Garden City, NY - July 25, 2017 - After publishing her first novel, The Ropes That Bind, Tracy Stopler submitted hard copies in two categories to the Independent Press Awards Competition: Women’s Issues and Women’s Fiction, the latter for which she was selected as the “Distinguished Favorite” winner. However, Stopler, who is a registered dietician in private practice for 30 years, an adjunct professor at Adelphi University for 20 years, and who recently took on a new role as the Enough Abuse Campaign Coordinator, does not consider herself a writer. “I have what I really hope is a terrific, inspiring story,” said Stopler. “I’m thrilled that I got it done and now I’m moving on.”

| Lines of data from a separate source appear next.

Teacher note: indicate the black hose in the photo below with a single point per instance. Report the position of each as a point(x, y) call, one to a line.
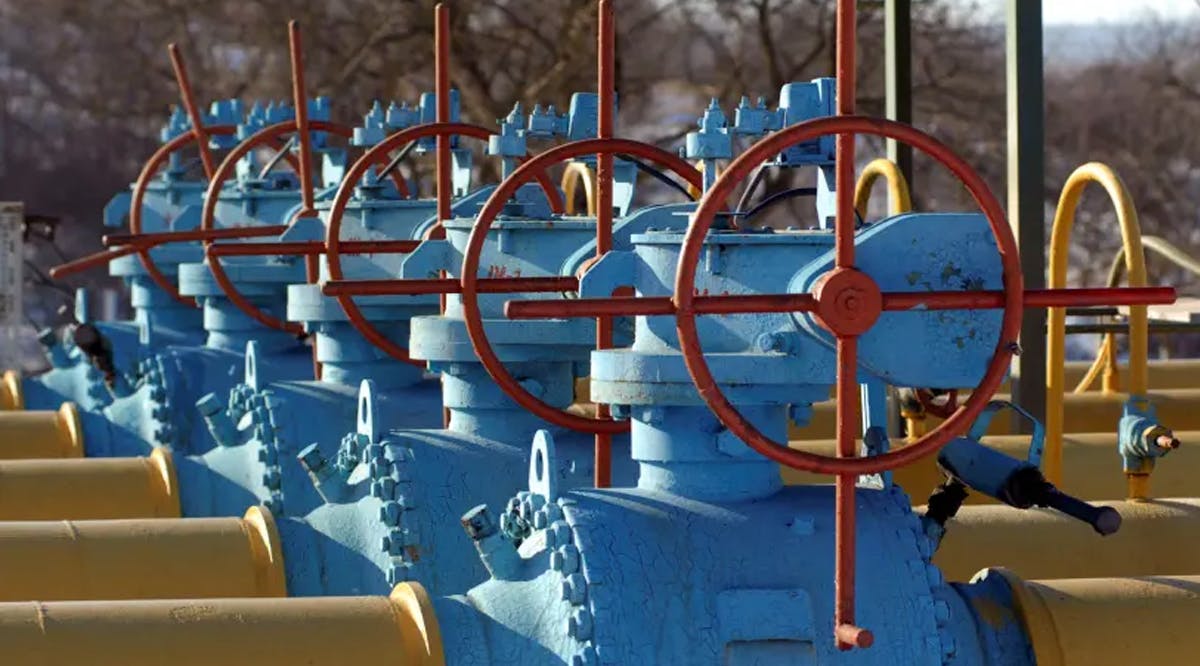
point(658, 174)
point(395, 161)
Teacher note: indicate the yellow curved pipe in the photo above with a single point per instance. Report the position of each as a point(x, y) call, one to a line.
point(11, 396)
point(89, 489)
point(41, 433)
point(574, 174)
point(156, 558)
point(1107, 355)
point(1109, 622)
point(1056, 329)
point(899, 198)
point(400, 630)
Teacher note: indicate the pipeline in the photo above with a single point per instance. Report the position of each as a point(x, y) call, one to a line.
point(1135, 263)
point(156, 558)
point(89, 489)
point(1105, 363)
point(397, 629)
point(11, 396)
point(42, 435)
point(1158, 538)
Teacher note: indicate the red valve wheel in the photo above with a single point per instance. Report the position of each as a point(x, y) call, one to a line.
point(337, 210)
point(469, 275)
point(268, 136)
point(928, 400)
point(139, 190)
point(847, 301)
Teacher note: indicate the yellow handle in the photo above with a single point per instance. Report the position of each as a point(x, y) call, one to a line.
point(899, 199)
point(576, 173)
point(10, 391)
point(1056, 328)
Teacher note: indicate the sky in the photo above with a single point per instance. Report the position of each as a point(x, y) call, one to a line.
point(1113, 11)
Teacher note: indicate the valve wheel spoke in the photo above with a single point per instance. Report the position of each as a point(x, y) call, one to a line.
point(473, 286)
point(337, 286)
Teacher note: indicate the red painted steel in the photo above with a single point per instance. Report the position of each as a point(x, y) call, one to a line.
point(346, 191)
point(652, 306)
point(193, 113)
point(472, 282)
point(211, 197)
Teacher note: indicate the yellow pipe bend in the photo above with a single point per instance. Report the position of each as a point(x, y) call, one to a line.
point(400, 629)
point(574, 174)
point(154, 558)
point(11, 396)
point(899, 198)
point(1109, 622)
point(1056, 329)
point(41, 433)
point(89, 489)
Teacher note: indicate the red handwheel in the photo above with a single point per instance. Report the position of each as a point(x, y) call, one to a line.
point(139, 191)
point(472, 282)
point(378, 153)
point(847, 303)
point(270, 137)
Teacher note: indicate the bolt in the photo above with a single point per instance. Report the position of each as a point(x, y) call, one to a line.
point(579, 625)
point(271, 479)
point(384, 489)
point(478, 522)
point(565, 559)
point(941, 611)
point(389, 514)
point(575, 589)
point(586, 657)
point(397, 574)
point(310, 457)
point(559, 533)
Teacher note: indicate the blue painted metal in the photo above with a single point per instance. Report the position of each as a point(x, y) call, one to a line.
point(1138, 433)
point(709, 559)
point(171, 202)
point(383, 502)
point(168, 379)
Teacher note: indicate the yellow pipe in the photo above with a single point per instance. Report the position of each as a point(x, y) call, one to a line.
point(899, 199)
point(156, 558)
point(400, 630)
point(1110, 622)
point(1092, 468)
point(89, 489)
point(1090, 412)
point(42, 433)
point(11, 396)
point(1156, 539)
point(1056, 329)
point(574, 174)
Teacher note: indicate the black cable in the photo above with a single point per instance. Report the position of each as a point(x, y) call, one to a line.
point(778, 197)
point(658, 175)
point(395, 161)
point(279, 155)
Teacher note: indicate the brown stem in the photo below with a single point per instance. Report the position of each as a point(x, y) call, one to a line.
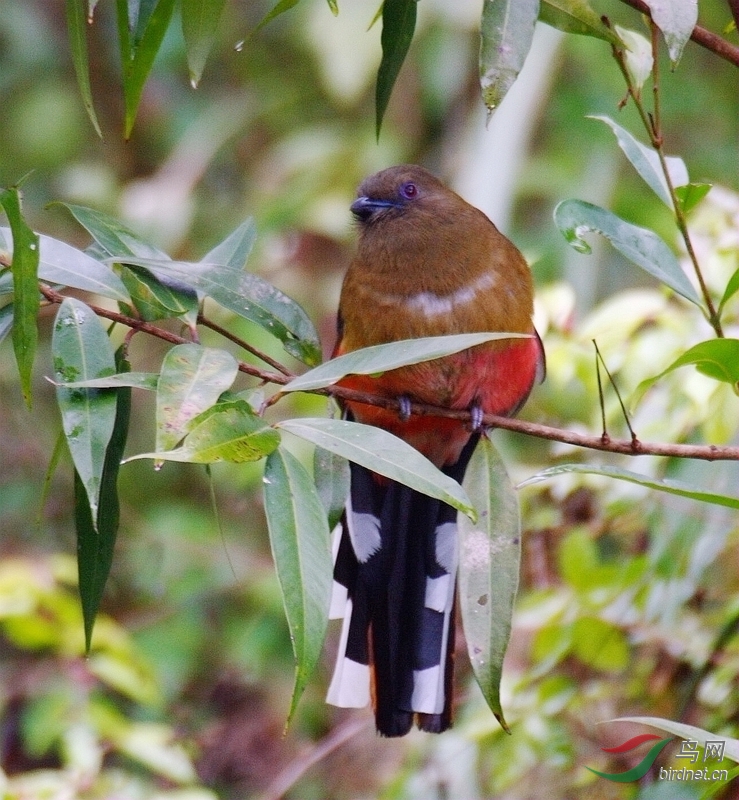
point(629, 447)
point(705, 38)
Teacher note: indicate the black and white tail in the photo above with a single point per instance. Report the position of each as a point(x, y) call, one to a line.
point(395, 566)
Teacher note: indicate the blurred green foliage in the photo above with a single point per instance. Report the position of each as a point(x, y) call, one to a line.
point(626, 601)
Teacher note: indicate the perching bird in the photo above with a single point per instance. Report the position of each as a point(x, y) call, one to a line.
point(427, 264)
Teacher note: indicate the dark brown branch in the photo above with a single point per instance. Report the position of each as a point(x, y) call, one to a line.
point(734, 6)
point(160, 333)
point(243, 345)
point(705, 38)
point(607, 444)
point(627, 447)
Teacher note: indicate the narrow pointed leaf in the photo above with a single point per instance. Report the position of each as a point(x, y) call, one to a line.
point(646, 162)
point(77, 21)
point(665, 485)
point(676, 19)
point(95, 543)
point(234, 250)
point(65, 265)
point(299, 537)
point(490, 555)
point(139, 52)
point(136, 380)
point(647, 250)
point(250, 297)
point(192, 379)
point(154, 300)
point(506, 31)
point(716, 358)
point(691, 732)
point(200, 20)
point(228, 431)
point(6, 320)
point(381, 452)
point(24, 268)
point(82, 351)
point(732, 287)
point(576, 16)
point(331, 476)
point(382, 357)
point(113, 237)
point(690, 194)
point(280, 8)
point(398, 27)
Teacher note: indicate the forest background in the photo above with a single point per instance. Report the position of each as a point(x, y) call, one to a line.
point(627, 604)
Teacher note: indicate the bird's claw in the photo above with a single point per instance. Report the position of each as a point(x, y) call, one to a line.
point(476, 415)
point(404, 408)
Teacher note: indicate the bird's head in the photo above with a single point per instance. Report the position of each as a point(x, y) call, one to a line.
point(395, 191)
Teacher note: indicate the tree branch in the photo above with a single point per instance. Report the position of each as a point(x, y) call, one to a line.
point(628, 447)
point(711, 41)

Based on Stopler's own life, her novel tells the story of nine-year-old Tali Stark, a girl from the Bronx who is sexually assaulted one morning when she stops to give "The Man" directions. After blaming herself for what happens, Tali embarks on a spiritual and emotional journey of healing that spans several decades from the time she is a child to almost 50 years old.

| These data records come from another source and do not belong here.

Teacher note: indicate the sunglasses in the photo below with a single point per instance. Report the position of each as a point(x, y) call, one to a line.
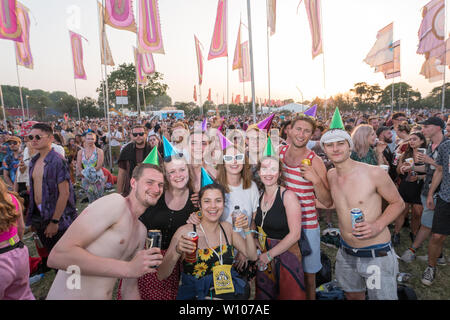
point(31, 137)
point(238, 157)
point(140, 134)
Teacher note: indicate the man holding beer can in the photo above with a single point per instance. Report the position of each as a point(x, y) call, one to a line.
point(366, 258)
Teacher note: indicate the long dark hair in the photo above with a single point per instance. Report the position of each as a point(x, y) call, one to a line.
point(409, 151)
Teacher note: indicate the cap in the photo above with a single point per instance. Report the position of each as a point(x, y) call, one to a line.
point(436, 121)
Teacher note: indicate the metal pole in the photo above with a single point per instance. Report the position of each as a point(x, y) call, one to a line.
point(250, 41)
point(268, 46)
point(107, 91)
point(76, 96)
point(3, 108)
point(20, 91)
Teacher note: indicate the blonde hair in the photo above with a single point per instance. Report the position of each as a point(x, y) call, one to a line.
point(360, 139)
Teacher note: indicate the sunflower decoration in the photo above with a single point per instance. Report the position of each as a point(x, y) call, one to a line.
point(205, 254)
point(200, 270)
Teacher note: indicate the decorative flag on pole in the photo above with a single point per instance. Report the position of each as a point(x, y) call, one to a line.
point(77, 56)
point(141, 78)
point(391, 69)
point(219, 40)
point(271, 15)
point(237, 61)
point(150, 39)
point(244, 72)
point(23, 50)
point(313, 8)
point(10, 28)
point(198, 51)
point(104, 44)
point(147, 62)
point(431, 40)
point(381, 51)
point(119, 14)
point(311, 111)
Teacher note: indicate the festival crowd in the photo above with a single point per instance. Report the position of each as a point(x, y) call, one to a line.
point(237, 203)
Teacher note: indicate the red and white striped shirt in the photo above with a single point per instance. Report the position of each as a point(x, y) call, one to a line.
point(304, 190)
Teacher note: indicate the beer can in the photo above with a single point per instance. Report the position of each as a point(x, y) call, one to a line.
point(357, 217)
point(192, 257)
point(153, 240)
point(306, 162)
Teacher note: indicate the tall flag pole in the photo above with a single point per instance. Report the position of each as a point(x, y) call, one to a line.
point(250, 41)
point(271, 6)
point(198, 51)
point(106, 92)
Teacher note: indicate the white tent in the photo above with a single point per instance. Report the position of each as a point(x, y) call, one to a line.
point(293, 107)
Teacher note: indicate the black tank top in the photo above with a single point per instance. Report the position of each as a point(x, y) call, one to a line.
point(275, 224)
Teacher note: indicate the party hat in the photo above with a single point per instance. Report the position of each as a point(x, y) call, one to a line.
point(224, 142)
point(152, 157)
point(206, 179)
point(311, 111)
point(169, 150)
point(266, 123)
point(336, 121)
point(269, 150)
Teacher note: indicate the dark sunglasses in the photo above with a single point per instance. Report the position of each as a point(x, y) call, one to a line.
point(177, 156)
point(31, 137)
point(141, 134)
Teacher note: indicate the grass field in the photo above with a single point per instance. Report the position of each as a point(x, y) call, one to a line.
point(440, 290)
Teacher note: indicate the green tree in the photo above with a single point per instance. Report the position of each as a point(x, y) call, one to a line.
point(124, 78)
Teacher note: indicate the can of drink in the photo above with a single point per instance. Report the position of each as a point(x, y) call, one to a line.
point(357, 217)
point(192, 257)
point(153, 240)
point(306, 162)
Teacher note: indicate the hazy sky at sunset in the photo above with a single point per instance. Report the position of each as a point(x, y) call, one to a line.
point(349, 30)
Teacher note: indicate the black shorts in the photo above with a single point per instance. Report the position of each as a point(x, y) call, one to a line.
point(441, 218)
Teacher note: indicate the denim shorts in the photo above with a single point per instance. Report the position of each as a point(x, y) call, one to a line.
point(377, 275)
point(312, 263)
point(427, 214)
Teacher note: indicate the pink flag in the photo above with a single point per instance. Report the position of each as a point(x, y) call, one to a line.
point(244, 72)
point(313, 9)
point(266, 123)
point(237, 61)
point(9, 23)
point(119, 14)
point(198, 51)
point(150, 39)
point(219, 41)
point(77, 56)
point(141, 78)
point(311, 111)
point(23, 50)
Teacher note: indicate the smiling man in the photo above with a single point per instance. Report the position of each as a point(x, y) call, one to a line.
point(366, 258)
point(106, 242)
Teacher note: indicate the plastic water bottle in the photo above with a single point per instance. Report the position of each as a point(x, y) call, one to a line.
point(234, 215)
point(36, 278)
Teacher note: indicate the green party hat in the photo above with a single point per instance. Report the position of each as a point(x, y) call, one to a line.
point(269, 151)
point(152, 157)
point(336, 121)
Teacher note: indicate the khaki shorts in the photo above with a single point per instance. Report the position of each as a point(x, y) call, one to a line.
point(377, 275)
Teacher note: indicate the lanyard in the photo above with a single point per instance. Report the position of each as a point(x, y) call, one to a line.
point(220, 244)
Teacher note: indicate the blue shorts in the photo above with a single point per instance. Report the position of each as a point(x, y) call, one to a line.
point(312, 263)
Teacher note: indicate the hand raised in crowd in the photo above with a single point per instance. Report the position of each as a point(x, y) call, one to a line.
point(143, 262)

In regards to why she began the novel, Stopler had this to say, "First it was to help me overcome my own adversity but second, to help readers overcome their adversity. Readers will relate to Tali because nearly everyone experiences childhood trauma, whether it's abuse, neglect, or family dysfunction. Each of those traumas, even neglect affects brain chemistry and can prevent us from reaching our full potential. Only when we climb our own mountain, whatever that is, do we really learn to become our best selves and live our purpose."
The novel is largely based on memoir writing and took Stopler 15 years to complete. "You know what, it's based on the research. It's based on the timing. There are a lot of factors that go into it," said Stopler. "I had to develop as a person to know where Tali would go. I had to heal myself before I could finish the book and build the character."
The official process began in 2002 at Gothams Writing Workshop in New York City, where Stopler took a memoir class. "I've been told the story reads like a memoir," said Stopler. "That's why it comes across so authentic. Even my family didn't know what was fiction and what was non-fiction."
Describing her writing process as disciplined, Stopler spread her three hours of writing throughout the day and used her own dreams and journals to remain authentic to her character, particularly when writing in the voice of nine-year-old Tali. As far as her other characters, Stopler revealed that every character in the novel is based on a real person in her life, with some characters based on several different people.
It is just one of the areas where Stopler was able to implement more of the creative writing that sets this story apart from memoir. "There is one particular scene that was not true. It was creative writing," said Stopler. "But it was something in my mind for years and it was the strong character that I wanted to be in real life, but I didn't have that opportunity so I let Tali have that moment, and when I wrote it I felt so empowered as the writer but also as Tali."
Stopler's debut novel brings to light the under-reported crime of child sexual abuse. It is a cause that Stopler has been heavily involved with for almost a decade. Before being hired as the Enough Abuse Campaign Coordinator, Stopler worked as a volunteer for The Safe Center in Bethpage, NY for eight years as a child victims' advocate and later, a SAFER (Survivors Advocate for Emergency Response) advocate.
"It was interesting because I wasn't looking to be anything more than a volunteer... But they knew I was very passionate about this and they needed someone to run their program. And I have to tell you, I was the one. I knew I wanted to do it," said Stopler.
There are currently 50 volunteers working with Stopler to educate adults throughout Long Island on how to protect children against childhood sexual abuse. There are anywhere between one and six disclosures from victims at each book club and library discussion Stopler has presented and because of her position with The Safe Center she now has the means to get survivors the help they need, whether the abuse took place recently or in the past.
In addition to winning the Independent Press Award, it is the chance of empowerment and great opportunity to help others that Stopler values most.
Although Stopler doesn't wish to make a career out of writing, she is happy with the story she has written and is currently working on a second book about dogs.